The Death of a Spirit-Filled Man
Now when they heard these things they were enraged, and they ground their teeth against him. But he, full of the Holy Spirit, gazed into heaven and saw the glory of God, and Jesus standing at the right hand of God; and he said, "Behold, I see the heavens opened, and the Son of man standing at the right hand of God." But they cried out with a loud voice and stopped their ears and rushed together upon him. Then they cast him out of the city and stoned him; and the witnesses laid down their garments at the feet of a young man named Saul. And as they were stoning Stephen, he prayed, "Lord Jesus, receive my spirit." And he knelt down and cried with a loud voice, "Lord, do not hold this sin against them." And when he had said this, he fell asleep. And Saul was consenting to his death.
The Death of Andrew Rivet
Andrew Rivet was a Frenchman who was born in 1573 and spent most of his life in Holland as professor of theology at the University of Leyden. He was a great theologian and full of the Holy Spirit and faith, as Luke says of Stephen (Acts 6:5). On Christmas Day 1650, when he was 77 years old, he preached a sermon, and was immediately afterwards taken ill with a severe disease of the abdomen. He died on January 7, 1651.

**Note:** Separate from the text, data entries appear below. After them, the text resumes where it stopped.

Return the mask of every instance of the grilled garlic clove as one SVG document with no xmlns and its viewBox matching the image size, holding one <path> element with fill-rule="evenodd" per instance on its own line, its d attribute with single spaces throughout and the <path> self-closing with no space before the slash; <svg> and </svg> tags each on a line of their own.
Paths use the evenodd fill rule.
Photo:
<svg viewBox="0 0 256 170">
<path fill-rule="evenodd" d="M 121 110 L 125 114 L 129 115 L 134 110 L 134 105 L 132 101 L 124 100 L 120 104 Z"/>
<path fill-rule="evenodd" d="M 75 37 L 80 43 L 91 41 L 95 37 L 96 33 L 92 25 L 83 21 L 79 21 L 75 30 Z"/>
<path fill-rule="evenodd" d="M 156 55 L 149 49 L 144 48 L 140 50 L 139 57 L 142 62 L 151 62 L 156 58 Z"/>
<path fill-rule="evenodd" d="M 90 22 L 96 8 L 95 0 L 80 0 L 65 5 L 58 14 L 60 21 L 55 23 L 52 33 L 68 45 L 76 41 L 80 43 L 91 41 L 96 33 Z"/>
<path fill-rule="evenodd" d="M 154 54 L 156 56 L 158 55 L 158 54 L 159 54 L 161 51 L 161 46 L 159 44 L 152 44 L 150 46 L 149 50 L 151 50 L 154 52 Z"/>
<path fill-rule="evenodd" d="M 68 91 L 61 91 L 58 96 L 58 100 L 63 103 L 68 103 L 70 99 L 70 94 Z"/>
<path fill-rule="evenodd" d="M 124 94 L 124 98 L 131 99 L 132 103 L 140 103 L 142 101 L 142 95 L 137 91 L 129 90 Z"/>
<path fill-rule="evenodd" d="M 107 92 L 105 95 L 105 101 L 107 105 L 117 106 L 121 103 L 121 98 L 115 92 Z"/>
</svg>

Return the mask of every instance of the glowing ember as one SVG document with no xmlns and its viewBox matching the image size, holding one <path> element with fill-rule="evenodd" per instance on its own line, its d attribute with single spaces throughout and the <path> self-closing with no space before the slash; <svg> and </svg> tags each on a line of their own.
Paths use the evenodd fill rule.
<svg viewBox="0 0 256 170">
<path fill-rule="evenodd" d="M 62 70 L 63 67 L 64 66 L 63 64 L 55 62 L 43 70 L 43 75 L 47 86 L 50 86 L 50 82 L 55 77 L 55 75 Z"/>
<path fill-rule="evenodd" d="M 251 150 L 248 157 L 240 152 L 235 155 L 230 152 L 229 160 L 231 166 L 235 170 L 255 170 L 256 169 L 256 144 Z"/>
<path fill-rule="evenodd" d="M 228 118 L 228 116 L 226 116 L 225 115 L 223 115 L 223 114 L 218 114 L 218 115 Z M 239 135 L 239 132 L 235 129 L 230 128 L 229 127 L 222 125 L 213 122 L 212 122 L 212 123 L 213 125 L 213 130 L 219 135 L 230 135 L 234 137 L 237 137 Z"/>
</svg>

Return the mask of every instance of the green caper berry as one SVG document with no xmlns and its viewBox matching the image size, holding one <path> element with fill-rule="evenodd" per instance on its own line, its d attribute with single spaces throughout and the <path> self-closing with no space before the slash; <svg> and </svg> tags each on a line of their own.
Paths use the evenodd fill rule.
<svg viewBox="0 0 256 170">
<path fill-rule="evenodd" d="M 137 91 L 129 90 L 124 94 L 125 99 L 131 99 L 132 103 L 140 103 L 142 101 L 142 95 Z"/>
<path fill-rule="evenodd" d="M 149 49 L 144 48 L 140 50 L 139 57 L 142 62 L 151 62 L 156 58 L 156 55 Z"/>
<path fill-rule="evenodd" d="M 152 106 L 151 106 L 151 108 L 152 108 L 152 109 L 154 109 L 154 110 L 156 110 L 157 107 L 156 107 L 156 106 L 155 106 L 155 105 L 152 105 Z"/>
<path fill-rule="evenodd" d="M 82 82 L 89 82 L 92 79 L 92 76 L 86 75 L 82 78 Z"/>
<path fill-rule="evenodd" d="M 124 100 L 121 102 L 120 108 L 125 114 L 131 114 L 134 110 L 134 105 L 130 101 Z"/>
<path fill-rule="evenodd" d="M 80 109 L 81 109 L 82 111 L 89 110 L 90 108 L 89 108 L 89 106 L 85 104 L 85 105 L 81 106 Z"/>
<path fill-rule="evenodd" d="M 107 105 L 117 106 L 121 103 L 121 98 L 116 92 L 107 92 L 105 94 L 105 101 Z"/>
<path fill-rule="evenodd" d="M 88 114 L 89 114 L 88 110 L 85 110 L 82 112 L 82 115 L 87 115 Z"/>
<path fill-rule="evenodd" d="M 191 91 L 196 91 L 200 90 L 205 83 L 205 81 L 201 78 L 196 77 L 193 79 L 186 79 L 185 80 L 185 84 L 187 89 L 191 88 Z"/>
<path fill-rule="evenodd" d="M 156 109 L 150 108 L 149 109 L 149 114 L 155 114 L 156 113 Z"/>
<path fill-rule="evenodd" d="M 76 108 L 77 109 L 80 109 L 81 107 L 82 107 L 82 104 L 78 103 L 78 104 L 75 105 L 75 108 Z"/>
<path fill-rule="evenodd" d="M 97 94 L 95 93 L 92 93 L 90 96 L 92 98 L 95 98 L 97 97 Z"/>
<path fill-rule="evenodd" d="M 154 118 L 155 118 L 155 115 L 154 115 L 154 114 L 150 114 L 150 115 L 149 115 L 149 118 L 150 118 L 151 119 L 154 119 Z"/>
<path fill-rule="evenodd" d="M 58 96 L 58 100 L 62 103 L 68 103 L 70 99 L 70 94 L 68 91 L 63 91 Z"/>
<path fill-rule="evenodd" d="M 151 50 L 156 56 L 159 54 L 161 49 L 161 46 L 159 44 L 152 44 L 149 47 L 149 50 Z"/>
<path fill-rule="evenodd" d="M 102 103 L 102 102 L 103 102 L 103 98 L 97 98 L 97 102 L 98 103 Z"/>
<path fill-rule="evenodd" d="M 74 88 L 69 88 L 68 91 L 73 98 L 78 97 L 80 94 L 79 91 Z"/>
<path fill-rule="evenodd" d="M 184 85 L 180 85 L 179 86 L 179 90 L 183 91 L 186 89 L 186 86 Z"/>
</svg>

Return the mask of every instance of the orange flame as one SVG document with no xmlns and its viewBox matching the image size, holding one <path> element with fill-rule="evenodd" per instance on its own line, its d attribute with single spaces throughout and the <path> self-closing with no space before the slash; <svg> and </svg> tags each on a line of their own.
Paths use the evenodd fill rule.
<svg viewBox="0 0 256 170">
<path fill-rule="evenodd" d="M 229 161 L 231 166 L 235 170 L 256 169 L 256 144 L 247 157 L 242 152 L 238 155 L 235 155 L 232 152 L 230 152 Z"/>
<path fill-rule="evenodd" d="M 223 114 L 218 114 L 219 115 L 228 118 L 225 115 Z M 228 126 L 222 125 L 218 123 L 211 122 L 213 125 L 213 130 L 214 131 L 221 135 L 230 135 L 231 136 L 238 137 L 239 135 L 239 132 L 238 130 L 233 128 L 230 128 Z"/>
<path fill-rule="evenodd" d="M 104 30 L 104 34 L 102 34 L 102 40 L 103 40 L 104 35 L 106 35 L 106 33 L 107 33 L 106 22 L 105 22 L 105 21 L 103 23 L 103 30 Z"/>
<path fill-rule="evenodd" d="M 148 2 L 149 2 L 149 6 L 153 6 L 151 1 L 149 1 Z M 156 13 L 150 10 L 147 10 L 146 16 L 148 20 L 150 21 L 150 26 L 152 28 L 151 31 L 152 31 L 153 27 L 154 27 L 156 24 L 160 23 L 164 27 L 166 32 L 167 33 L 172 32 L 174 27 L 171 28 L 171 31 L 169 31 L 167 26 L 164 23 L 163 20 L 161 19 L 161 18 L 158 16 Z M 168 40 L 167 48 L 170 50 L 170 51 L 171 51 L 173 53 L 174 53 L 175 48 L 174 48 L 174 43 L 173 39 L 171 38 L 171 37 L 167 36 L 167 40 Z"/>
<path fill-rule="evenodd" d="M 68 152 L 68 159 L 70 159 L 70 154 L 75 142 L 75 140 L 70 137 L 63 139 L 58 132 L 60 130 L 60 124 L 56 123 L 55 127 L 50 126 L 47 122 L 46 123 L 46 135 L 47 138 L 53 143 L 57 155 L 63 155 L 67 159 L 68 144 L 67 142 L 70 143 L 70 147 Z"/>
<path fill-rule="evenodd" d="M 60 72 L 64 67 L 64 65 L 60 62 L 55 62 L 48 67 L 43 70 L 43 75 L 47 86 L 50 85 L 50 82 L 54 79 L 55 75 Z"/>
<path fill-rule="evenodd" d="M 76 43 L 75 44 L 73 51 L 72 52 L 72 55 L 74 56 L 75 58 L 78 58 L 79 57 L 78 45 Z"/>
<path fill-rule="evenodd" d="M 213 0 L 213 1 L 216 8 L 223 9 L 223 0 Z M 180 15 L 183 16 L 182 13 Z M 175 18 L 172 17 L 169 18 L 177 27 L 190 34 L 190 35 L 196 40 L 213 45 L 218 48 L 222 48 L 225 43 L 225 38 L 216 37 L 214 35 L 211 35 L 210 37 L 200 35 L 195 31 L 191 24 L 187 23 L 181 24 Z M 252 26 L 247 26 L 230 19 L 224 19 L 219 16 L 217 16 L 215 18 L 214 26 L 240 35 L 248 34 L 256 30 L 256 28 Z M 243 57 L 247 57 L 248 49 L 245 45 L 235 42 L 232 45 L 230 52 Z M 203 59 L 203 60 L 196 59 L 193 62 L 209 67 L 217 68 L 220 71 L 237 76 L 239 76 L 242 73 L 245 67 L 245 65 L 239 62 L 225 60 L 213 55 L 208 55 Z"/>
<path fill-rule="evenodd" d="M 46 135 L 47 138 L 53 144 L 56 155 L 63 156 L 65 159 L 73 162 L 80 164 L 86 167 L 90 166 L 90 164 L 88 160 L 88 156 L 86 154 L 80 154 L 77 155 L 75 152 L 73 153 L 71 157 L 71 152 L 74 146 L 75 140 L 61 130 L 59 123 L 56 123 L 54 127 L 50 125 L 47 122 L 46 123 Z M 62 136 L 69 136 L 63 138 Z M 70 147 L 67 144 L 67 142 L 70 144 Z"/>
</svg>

He had been a devout man of God and a productive scholar for the kingdom for over 50 years. But when he came to die, God—in a very real sense—did more for him in those last few days of life than in all the years before. Listen to what he said just before he died:
The sense of divine favor increases in me every moment. My pains are tolerable, and my joys inestimable. I am no more vexed with earthly cares. I remember when any new book came out, how earnestly I have longed after it—but now all that is but dust. You are my all, O Lord; my good is to approach to you. O what a library I have in God, in whom are all the treasures of wisdom and knowledge! You are the teacher of spirits—I have learned more divinity in these ten days that you have come to visit me, than I did in fifty years before. (Archibald Alexander, Thoughts on Religious Experience, London: The Banner of Truth Trust, 1967, p. 207)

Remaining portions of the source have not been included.